Experience, however, indicated that our previous interface was attempting to solve the wrong problem. This issue is discussed below.
Need for a CSDMS Query Interface to Differ Significantly from a CPRS Query Interface
Although they are similar, CSDMSs and CPRSs also have significant differences reflecting their different purposes. For example, a CSDMS simulates an unlimited number of “virtual” databases, one for each study stored in the system, using a single physical database with a fixed number of tables. In a general-purpose CPRS, on the other hand, the concept of a “study” does not exist. Furthermore, most CSDMS users are not even authorized to access more than one study; cross-study query capability, while useful, is secondary in importance. Some major differences in a CSDMS that affect a query interface are highlighted below.
-
The significantly different nature of many attributes, and grouping of attributes. The vast majority of attributes stored in a CPRS are either laboratory tests, such as serum sodium, or clinical findings, such as the presence of icterus. Such attributes are meaningful in themselves, and it is natural for a query interface to allow search of attributes by keyword or name. In CSDMSs, however, attributes segregate into higher-order groups to a much greater degree. For example, a significant proportion of the attributes, especially in domains such as psychiatry, are derived from questionnaires such as Depression Rating Scales, where the attributes or questions on the questionnaire are often closely interrelated, and one question may allude to a question asked earlier in the questionnaire. This has two consequences.

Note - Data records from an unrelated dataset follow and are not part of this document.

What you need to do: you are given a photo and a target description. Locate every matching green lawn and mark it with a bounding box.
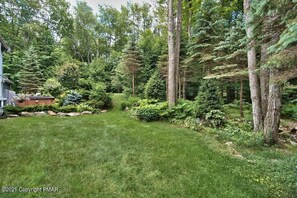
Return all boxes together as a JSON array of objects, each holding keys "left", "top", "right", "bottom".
[{"left": 0, "top": 95, "right": 295, "bottom": 198}]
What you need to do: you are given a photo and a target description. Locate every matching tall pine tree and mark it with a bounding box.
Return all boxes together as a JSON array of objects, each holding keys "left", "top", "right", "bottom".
[
  {"left": 19, "top": 45, "right": 42, "bottom": 94},
  {"left": 121, "top": 38, "right": 143, "bottom": 96}
]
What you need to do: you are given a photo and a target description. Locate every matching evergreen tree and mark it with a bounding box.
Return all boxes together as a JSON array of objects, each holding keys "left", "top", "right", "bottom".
[
  {"left": 185, "top": 0, "right": 225, "bottom": 75},
  {"left": 204, "top": 13, "right": 248, "bottom": 117},
  {"left": 253, "top": 0, "right": 297, "bottom": 144},
  {"left": 121, "top": 38, "right": 143, "bottom": 96},
  {"left": 195, "top": 80, "right": 223, "bottom": 118},
  {"left": 144, "top": 70, "right": 166, "bottom": 100},
  {"left": 19, "top": 46, "right": 42, "bottom": 94}
]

- First, idiosyncratic attribute definitions are numerous. For example, in the SF36 form, a standard quality-of-life survey, one attribute is defined as, “Has the patient needed to cut down on the amount of time spent in work or other activities?” Searching such definitions by key phrase can be suboptimal. Instead, such attributes are often known by the questionnaire or form to which they belong, and it is more natural to let the user “drill down” to the attribute from the form definition, instead of mandating a search by keyword.
- Very often in the CSDMS scenario, a set of attributes, rather than a single attribute, conveys meaningful information. Thus, to record an adverse reaction to medication, one must record the nature of the reaction, its severity (e.g., on a 1-to-5 scale), whether it responded to treatment, whether therapy needed to be stopped, and so on. “Severity” is meaningless in isolation (severity of what?). Therefore, the user very often needs to select several related attributes. It is significantly more ergonomic to let users do this via the form that groups these attributes together.

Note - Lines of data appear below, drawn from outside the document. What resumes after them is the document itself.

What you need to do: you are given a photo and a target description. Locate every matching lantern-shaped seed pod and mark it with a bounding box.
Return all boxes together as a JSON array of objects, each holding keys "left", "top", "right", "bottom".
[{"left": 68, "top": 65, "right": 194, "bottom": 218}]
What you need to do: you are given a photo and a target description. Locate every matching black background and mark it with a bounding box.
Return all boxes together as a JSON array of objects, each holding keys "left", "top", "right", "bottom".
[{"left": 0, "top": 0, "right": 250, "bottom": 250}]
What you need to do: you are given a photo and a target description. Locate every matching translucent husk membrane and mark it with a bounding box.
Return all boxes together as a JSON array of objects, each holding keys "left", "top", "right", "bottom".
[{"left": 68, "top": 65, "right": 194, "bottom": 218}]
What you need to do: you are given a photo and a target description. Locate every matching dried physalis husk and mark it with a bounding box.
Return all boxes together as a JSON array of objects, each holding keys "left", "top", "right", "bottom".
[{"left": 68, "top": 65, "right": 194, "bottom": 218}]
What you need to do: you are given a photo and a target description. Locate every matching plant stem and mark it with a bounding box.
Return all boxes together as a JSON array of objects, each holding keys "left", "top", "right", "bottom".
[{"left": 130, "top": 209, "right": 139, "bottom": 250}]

- Second, search of attributes by keyword is still necessary: Users cannot be expected to remember the form where a particular attribute resides. Once an attribute has been located, however, it is desirable to allow the user to identify the form where it lies (“drilling up”) and then choose related attributes by drilling down again.

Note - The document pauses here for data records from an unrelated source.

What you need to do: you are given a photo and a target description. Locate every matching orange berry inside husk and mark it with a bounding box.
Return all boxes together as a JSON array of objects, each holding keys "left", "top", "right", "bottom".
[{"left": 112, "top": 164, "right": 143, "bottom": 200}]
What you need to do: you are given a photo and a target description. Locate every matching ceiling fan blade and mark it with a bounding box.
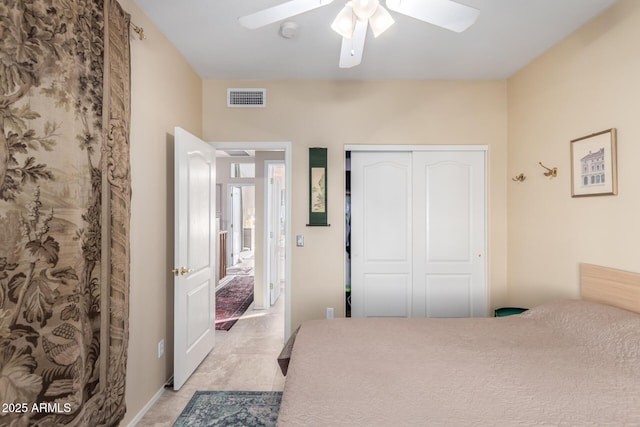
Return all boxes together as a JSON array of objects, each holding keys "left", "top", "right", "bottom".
[
  {"left": 387, "top": 0, "right": 480, "bottom": 33},
  {"left": 340, "top": 19, "right": 369, "bottom": 68},
  {"left": 238, "top": 0, "right": 333, "bottom": 30}
]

In brief, naturally occurring higher-order groupings of attributes in clinical studies must be maximally used in a CSDMS query interface for optimal ergonomics. (To some extent, this query interface requirement also exists in traditional patient-centric query of CPRSs, where users often wish to select all complete blood count or electrolyte results for a particular patient.)
-
Emphasis on groups of patients and study periods rather than absolute dates, and regularity of data collection. In clinical studies, individual response to therapy is less important than how subjects react as a group. Therefore, a clinical study is typically divided into study periods by critical time points, during which a predetermined set of evaluations, e.g., laboratory tests or questionnaires, is performed for each subject or patient. These time points are determined by the study protocol and are typically labeled as “Baseline,” “3-month follow-up,” and so on. At a given instant, various subjects will typically be within different study periods, e.g., one subject may be finishing the study while another has just begun. Absolute date or times associated with clinical events are therefore less useful, when the course of therapeutic response or adverse effects is being studied, than are the study periods associated with the events. The query GUI must therefore display and allow search of values in terms of study period labels.
For reasons such as expense and logistics, all clinical parameters relevant to a particular study are not evaluated during all periods. However, in particular studies, certain evaluations will always be done together. For example, a standard questionnaire will always be accompanied by a detailed physical examination. Therefore, for a given subject, the number of data points for certain seemingly unrelated parameters will be identical. In other words, the design of a particular study imposes a higher-order grouping of attributes above that due to individual questionnaires or laboratory test panels.
Grouping of attributes directly affects output of data. In a CPRS, it is generally not safe to combine raw data values for disparate parameters into the same output table. The consequent creation of multiple output tables complicates the task of visual inspection and data analysis. For a CSDMS, however, especially in a single-study, the query engine can and should take advantage of grouping of attributes to drastically reduce the number of output tables when numerous attributes have been selected.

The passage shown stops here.